Since you know that the recovery partition still exists, it shouldn't hurt to try starting the built-in recovery process a few times. Since PCs boot so quickly nowadays, it can be difficult to get the keys pressed at just the right time.

In particular, try pressing on that zero key continuously (hold it down for quite a while), from the moment you power on the laptop.
_______________

If you continue to no luck getting the Toshiba recovery to start, try starting the computer with a Windows 7 Repair disk of the same bit-depth as your laptop (either 64-bit or 32-bit). Anyone with a working windows 7 PC with the same bit-depth as yours can make one for you. Start the laptop from the Win7 repair disk, and see if it will allow you to choose the system image stored on the Toshiba recovery partition. Some major-brand models use system images compatible with those created by the Win7 Backup & Restore app. You might get lucky.
_______________

If worse comes to worse, you can always order a replacement Recovery DVD set from Toshiba for $29.95 (includes shipping) --- Recovery media - Toshiba Forums

_______________

Best of luck
. . . Gary


----------



## dandan9169 (Jan 23, 2013)

The problem I have is windows 8 has knocked out my cd player drives, so I cant use my cd/dvd player.


----------



## OldGrayGary (Jun 29, 2006)

Late update-

I noticed that your model is mostly sold in Great Britain. That said, the contacts for ordering a replacement Recovery DVD set are different. Here is a webpage with Toshiba contacts in the UK:
Contact Toshiba - Toshiba

I also noticed a detail I hadn't seen before: when trying to start the factory-original recovery from the recovery partition, power off the laptop first.
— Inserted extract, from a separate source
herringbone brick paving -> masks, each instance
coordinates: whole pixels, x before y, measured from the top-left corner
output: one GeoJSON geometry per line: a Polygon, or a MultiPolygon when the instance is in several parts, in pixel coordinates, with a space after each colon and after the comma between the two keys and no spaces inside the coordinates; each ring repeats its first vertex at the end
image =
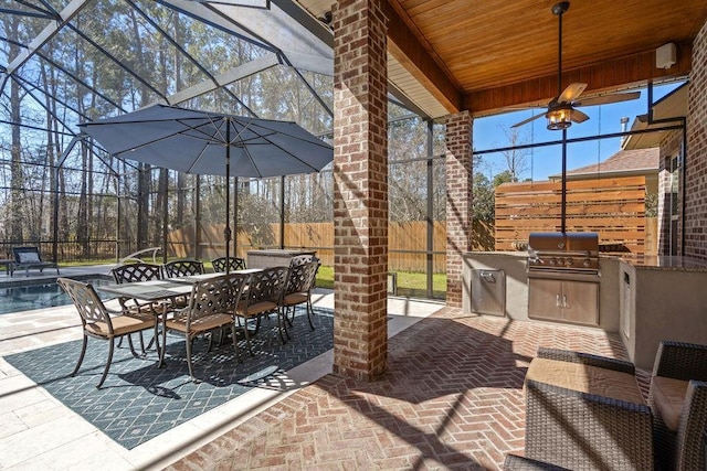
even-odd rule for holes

Then *press and hold down the zero key BEFORE, DURING, & AFTER pressing the power key*, until you see the Recovery screen.

Give it another go or two & see if it'll do.
. . . Gary


----------



## OldGrayGary (Jun 29, 2006)

RE: the CD/ DVD drive

The DVD drive should still work unless something went wrong mechanically. You can test this by entering Bios Setup, making the CD/DVD drive the 1st boot drive, and trying to boot from any bootable CD or DVD (such as a Linux disk or Win7 repair disk)

And of course the hard drive recovery partition, should you be able to reach it, doesn't need the presence of a DVD drive [unless the zero key command isn't able to start the recovery]

_______________

P.S. .... you can also consider borrowing an external DVD drive


----------



## dandan9169 (Jan 23, 2013)

Got my friend to make a copy of a win 7 repair disk he also has a Toshiba laptop but a different model. Re-booted laptop via win 7 repair disk, got to recovery menu and it only showed c: windows 8!!!!! This is bad news I know.

But in my D: it shows a recovery file, what I was presuming was win 7


----------



## OldGrayGary (Jun 29, 2006)

Well, the good news is that your DVD drive proved to be working OK. That's something.

Toshiba doesn't charge much for the replacement Recovery DVDs - I would expect that the price in Europe wouldn't be any higher than here in the states. 
_______________________

Of course, if you want to save a little money = you could let the Windows 8 repair run, and give it another try. Maybe it will go better with a fresh start. It won't cost you anything to try! (You can always order the Toshiba Win7 Recovery DVDs later, if you want to).
_______________________

I actually enjoy having a chance to start a system from scratch. It's an opportunity to try things a bit differently & experiment.

If you get Win8 working OK on your Toshiba, you might see about adding a toolbar to the Win8 desktop to help you while adjusting to the new Start screen [actually, with the toolbar you can largely avoid the Start screen for 99% of the time]. Here's a link to a thread over at PC Mechanic - scroll toward the end & you'll see I've attached a screenshot of a toolbar menu [as GaryRouth]... My advice on Windows 8. - Page 2 - PCMech Forums

Light at the end of the tunnel -
. . . Gary


P.S. ... here's a link directly to the post that contains the menu screenshot --- PCMech Forums - View Single Post - My advice on Windows 8.


----------



## OldGrayGary (Jun 29, 2006)

One more note, since I'm still curious:

Were you ever able to re-try the method of turning the power off, then pressing and holding down the zero key while turning on the power (and continuing to hold it down until a recovery screen results)? 

The reason I ask is that is a little unusual for the instructions to spell out such a step. I'll guess that this new procedure is to account for the short boot times of todays computers.

just curious -
. . . Gary


----------



## dandan9169 (Jan 23, 2013)

Hi, no it doesn't work. I used to use it when I had windows 7 installed. 

Seeing I have windows 8 pro build 9200 installed and I also purchased windows 8 key. How and where do insert the key to activate my windows pro build 9200


----------



## OldGrayGary (Jun 29, 2006)

Type "Windows Activation" into the Search box, with "Settings" selected. You can use this on any Windows 8 computer to either activate or to check the activation status.

Tip: if you are at the new Start Screen, you can simply start typing to bring up the Search box. Or - with a mouse, move the cursor to the top or lower right-hand corner & click on the magnifying glass Search icon.

Best of luck, & hope Windows 8 works out well for you.
. . . Gary


----------